Nous suivons plusieurs personnages, certains sont des espions, d'autres non. La vie d'un tel personnage n'est pas de tout repos. Se souvenir de ce qui a été dis, fait, ne jamais se tromper, rester sur ses gardes, garder secret même envers sa famille, l'espionner au passage en cas de doute si le conjoint serait capable d'être également un espion d'un autre clan. Le passé d'un tel homme (ou femme) est tout sauf cousu de fil blanc. Les dossiers sont épais, les histoires terriblement crédibles de l'enfance, de l’adolescence, des petit(e)s ami(e)s... Tout y passe et parfois la vie de famille n'est qu'un leurre. Nous ne sommes pas totalement plongés aux côtés de ces hommes et femmes qui vivent tels des espions ou juste des compagnons qui savent ou non, mais ce n'est pas grave. Les émotions sont nombreuses et bien présentes, impossible de ne pas les ressentir. Nous sentons que ces personnages font de nombreux sacrifices pour un monde qu'ils veulent meilleur, pour une idéologie qui ne plaît pas à tout le monde. Et dès que le doute survient, c'est tout un monde qui se met en quête de savoir : Qui a fait quoi ? Qui a dis quoi ? Et à qui surtout ? Comment faire confiance ? Comment croire des mots de gens auquel on leur a menti toute leur vie ? De nombreuses questions se posent et le malaise s'installe lentement, mais surement.

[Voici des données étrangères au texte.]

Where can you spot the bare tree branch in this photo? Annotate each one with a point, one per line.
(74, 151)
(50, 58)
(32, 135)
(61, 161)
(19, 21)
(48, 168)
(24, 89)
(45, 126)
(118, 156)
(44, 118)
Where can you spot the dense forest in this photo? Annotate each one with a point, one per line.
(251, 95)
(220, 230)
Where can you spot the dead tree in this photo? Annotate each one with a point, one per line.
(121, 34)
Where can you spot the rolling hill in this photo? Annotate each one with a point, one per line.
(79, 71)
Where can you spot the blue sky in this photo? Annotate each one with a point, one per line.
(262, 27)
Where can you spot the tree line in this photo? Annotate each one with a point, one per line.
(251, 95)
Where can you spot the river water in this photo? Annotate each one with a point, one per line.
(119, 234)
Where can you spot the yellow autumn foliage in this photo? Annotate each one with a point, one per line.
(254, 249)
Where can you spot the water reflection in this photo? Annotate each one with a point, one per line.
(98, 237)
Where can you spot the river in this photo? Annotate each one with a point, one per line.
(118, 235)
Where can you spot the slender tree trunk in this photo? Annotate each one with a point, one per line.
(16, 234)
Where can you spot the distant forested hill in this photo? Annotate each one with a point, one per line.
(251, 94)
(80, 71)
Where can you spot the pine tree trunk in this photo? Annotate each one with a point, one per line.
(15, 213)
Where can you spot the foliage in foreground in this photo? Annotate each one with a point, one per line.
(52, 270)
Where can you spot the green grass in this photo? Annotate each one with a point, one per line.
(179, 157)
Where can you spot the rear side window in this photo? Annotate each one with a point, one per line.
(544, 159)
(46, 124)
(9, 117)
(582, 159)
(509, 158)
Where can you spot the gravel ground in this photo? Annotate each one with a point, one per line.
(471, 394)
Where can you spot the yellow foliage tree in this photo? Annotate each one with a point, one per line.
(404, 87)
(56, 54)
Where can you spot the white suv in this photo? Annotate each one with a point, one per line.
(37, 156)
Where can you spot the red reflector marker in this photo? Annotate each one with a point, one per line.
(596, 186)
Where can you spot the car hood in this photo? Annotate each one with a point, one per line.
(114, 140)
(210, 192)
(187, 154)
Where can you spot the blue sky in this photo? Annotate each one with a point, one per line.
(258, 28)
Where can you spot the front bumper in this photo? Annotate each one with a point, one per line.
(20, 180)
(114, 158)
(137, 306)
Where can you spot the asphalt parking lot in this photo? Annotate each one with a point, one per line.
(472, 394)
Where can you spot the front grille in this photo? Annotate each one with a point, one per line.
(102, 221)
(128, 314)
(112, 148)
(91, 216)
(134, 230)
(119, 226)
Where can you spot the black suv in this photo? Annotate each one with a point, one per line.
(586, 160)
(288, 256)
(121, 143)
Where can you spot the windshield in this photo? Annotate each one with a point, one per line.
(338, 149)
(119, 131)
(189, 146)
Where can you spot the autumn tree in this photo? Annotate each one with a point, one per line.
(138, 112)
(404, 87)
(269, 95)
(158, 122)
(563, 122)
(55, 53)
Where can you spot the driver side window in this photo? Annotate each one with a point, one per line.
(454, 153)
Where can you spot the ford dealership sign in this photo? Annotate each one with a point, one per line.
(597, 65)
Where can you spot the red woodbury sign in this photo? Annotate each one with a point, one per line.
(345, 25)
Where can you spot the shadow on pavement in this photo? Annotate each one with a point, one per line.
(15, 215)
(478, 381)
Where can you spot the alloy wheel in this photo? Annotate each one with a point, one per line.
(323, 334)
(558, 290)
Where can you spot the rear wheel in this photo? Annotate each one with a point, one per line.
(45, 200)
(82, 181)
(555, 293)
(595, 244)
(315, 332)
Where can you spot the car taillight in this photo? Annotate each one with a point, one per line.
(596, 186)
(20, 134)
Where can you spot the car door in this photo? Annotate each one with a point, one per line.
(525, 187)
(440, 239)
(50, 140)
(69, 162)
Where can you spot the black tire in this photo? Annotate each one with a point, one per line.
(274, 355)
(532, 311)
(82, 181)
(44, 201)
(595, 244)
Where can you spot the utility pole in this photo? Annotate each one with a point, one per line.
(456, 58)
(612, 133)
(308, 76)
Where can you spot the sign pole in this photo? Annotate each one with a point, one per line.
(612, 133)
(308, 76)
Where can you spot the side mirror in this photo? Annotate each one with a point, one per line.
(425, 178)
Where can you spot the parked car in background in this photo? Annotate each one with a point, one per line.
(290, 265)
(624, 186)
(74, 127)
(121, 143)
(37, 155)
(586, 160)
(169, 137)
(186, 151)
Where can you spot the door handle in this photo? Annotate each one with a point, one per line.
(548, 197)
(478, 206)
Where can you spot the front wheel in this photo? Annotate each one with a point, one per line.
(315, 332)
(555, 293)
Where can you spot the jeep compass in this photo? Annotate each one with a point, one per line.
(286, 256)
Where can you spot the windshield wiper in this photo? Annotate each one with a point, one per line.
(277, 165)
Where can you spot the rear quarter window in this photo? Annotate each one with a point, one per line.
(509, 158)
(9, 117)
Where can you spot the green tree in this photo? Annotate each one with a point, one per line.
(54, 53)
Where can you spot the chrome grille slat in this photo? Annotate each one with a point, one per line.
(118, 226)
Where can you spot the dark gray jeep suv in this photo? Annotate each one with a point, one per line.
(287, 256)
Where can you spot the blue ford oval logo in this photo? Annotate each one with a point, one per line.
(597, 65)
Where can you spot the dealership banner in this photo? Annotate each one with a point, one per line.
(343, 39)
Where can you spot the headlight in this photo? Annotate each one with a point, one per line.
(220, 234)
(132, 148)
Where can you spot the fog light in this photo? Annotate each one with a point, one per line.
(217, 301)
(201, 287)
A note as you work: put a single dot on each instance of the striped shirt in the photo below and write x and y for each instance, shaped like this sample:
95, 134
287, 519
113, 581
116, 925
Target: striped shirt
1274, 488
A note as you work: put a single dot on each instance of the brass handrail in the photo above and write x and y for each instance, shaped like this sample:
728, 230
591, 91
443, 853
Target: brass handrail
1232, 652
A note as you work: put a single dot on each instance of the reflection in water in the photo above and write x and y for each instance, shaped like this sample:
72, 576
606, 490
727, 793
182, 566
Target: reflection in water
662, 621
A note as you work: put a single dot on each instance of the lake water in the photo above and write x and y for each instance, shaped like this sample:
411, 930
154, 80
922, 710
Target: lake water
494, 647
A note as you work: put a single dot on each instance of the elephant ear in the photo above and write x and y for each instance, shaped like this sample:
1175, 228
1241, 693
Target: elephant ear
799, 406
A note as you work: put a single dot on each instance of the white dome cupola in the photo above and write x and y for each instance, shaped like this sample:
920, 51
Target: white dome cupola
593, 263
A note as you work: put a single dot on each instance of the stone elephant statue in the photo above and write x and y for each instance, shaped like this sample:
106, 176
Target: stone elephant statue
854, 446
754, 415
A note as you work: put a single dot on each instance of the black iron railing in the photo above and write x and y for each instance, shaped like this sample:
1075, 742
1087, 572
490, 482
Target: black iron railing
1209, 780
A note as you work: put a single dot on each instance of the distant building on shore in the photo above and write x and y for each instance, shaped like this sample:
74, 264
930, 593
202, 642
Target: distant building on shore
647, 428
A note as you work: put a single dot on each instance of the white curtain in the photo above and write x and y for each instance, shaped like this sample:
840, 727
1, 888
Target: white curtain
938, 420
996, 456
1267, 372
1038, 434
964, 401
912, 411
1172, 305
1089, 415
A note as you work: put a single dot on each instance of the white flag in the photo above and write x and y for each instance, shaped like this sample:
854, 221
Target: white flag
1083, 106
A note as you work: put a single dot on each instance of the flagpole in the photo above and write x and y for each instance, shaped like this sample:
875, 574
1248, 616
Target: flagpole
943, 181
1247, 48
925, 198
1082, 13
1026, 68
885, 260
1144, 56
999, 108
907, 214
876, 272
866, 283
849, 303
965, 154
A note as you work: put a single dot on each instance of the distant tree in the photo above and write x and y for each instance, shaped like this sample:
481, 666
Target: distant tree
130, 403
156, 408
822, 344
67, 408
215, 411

Ce fameux malaise, ou mal-être de personnages qui se doutent, imaginent et tombe au cœur d'une machination sans le savoir. Je me suis posée et me pose encore la question de savoir qui est vraiment Julian. Ce personnage qui quitte tout pour ouvrir une librairie et fait la rencontre d'autres protagonistes qui vont l'entraîner dans un monde. Mais connait-il déjà ce monde ou n'est-il qu'un homme parmi tant d'autres ? Qui peut véritablement le savoir ? Tout comme Deborah, Edward (ou Edvard selon qui parle avec accent), Celia ou encore Ania, Proctor et bien d'autres. Pour certains c'est assez facile de comprendre qui ils sont, pour d'autres, le flou persiste et ce n'est pas plus mal. Cela me fait penser à "tout le monde peut être suspect", pouvant devenir "tout le monde peut-être un espion". C'est à la fois drôle de chercher qui est qui et par la même occasion frustrant de ne pas savoir. La vie d'un espion est tout sauf la vérité pour les autres. Elle va vite sans possibilité de pouvoir revenir en arrière, sans laisser le temps aux personnages de vraiment comprendre dans quel engrenage ils ont mis le doigt. Signer pour éviter la prison ou bien pire afin d'entrer dans un cercle privé est quasiment vital. Il faut déterminer si ce sont les bons ou non, si le retournement de situation ne pourrait pas être favorable, mais à qui ?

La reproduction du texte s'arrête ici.